Master the eavesdropping art: As a spy at home, eavesdropping is a handy technique that will come in use now and then. You can learn to pick up on conversations while pretending to be carried away by other things like a pair of headphones, a magazine, or your smartphone.

Lip reading: Another vital skill that can help you pick up on cues, lip reading is something you can easily learn through free online courses. Lip reading allows you to eavesdrop out of earshot. You can use a pair of binoculars or camera lenses to zoom in on the lip movement while trying to decipher the spoken words.

Tailing People: In some instances, you might need to tail your targets away from home when you suspect they’re heading somewhere suspicious. In such cases, you need to learn how to plan your own movements and have backup plans if something goes wrong. For instance, you should always look out for distractions to help you move out of sight if your target looks around, suspecting they’re being followed.

Stealing like a pro: In your quest to uncover hidden truths, you might need to take something as evidence or useful cues. For instance, you might need to steal a gift from a secret lover as evidence of your spouse’s infidelity.

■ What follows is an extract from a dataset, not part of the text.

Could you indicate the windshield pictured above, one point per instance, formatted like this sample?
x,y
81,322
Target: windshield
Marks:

Working in the dark: On many occasions, you might need to operate in the dark, and you should be well-prepared for those moments. Train your eyes to work in the dark by purposefully engaging yourself in dark rooms. Soon enough, your eyes will adjust to pick up the faintest rays of light in the dark.

Try to Use Apps to Spy

As a seasoned spy, I can confidently tell you that one of the most expedient ways of becoming a spy without much training and expertise is using a spy app like mSpy. With the vast range of functionalities available on smartphones, many people literally live out their smartphones. With the frequent use of smartphones, they live behind data trails to pick up on using a top-draw spy app like mSpy.

With one of the most advanced spy apps like mSpy, you can get real-time access to just about every activity carried out on a target phone, from text messages to calls, browsed web pages, groups, and private posts on social media platforms, etc. You can also deploy a keylogger to track and understand every key pressed on the target phone. This alone can help you put together a complete picture of the target’s daily activities.

With the mSpy app, you don’t need real-life spy gears, lip-reading skills, or high creativity, or gutsiness. You simply need to download the app on the target phone and begin viewing all their smartphone activities on your phone at the convenience of your couch.